Bonus: Interactive Testing
This time, we can read a real parquet file (Not those created from our CLI).
Data
The data is the titanic dataset:
curl -L -o titanic.parquet "https://huggingface.co/datasets/BIT/titanic-dataset/resolve/refs%2Fconvert%2Fparquet/default/train/0000.parquet"
Command
cargo run read titanic.parquet
Result
Finished `dev` profile [unoptimized + debuginfo] target(s) in 0.18s
Running `target/debug/parquet-parser read titanic.parquet`
shape: (891, 15)
┌──────────┬────────┬────────┬──────┬───┬──────┬─────────────┬───────┬───────┐
│ survived ┆ pclass ┆ sex ┆ age ┆ … ┆ deck ┆ embark_town ┆ alive ┆ alone │
│ --- ┆ --- ┆ --- ┆ --- ┆ ┆ --- ┆ --- ┆ --- ┆ --- │
│ i64 ┆ i64 ┆ str ┆ f64 ┆ ┆ str ┆ str ┆ str ┆ bool │
╞══════════╪════════╪════════╪══════╪═══╪══════╪═════════════╪═══════╪═══════╡
│ 0 ┆ 3 ┆ male ┆ 22.0 ┆ … ┆ null ┆ Southampton ┆ no ┆ false │
│ 1 ┆ 1 ┆ female ┆ 38.0 ┆ … ┆ C ┆ Cherbourg ┆ yes ┆ false │
│ 1 ┆ 3 ┆ female ┆ 26.0 ┆ … ┆ null ┆ Southampton ┆ yes ┆ true │
│ 1 ┆ 1 ┆ female ┆ 35.0 ┆ … ┆ C ┆ Southampton ┆ yes ┆ false │
│ 0 ┆ 3 ┆ male ┆ 35.0 ┆ … ┆ null ┆ Southampton ┆ no ┆ true │
│ … ┆ … ┆ … ┆ … ┆ … ┆ … ┆ … ┆ … ┆ … │
│ 0 ┆ 2 ┆ male ┆ 27.0 ┆ … ┆ null ┆ Southampton ┆ no ┆ true │
│ 1 ┆ 1 ┆ female ┆ 19.0 ┆ … ┆ B ┆ Southampton ┆ yes ┆ true │
│ 0 ┆ 3 ┆ female ┆ null ┆ … ┆ null ┆ Southampton ┆ no ┆ false │
│ 1 ┆ 1 ┆ male ┆ 26.0 ┆ … ┆ C ┆ Cherbourg ┆ yes ┆ true │
│ 0 ┆ 3 ┆ male ┆ 32.0 ┆ … ┆ null ┆ Queenstown ┆ no ┆ true │
└──────────┴────────┴────────┴──────┴───┴──────┴─────────────┴───────┴───────┘
Metadata
If you inspect the metadata, you can see that the compression is snappy!

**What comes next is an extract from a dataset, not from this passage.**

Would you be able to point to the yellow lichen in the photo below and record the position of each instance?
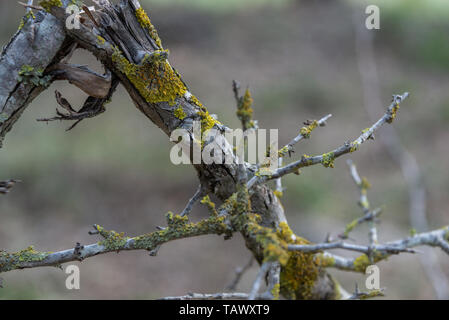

cargo run metadata titanic.parquet
Finished `dev` profile [unoptimized + debuginfo] target(s) in 0.17s
Running `target/debug/parquet-parser metadata titanic.parquet`
...
column 0:
--------------------------------------------------------------------------------
column type: INT64
column path: "survived"
encodings: PLAIN RLE RLE_DICTIONARY
file path: N/A
file offset: 228
num of values: 891
compression: SNAPPY
total compressed size (in bytes): 224
total uncompressed size (in bytes): 219
...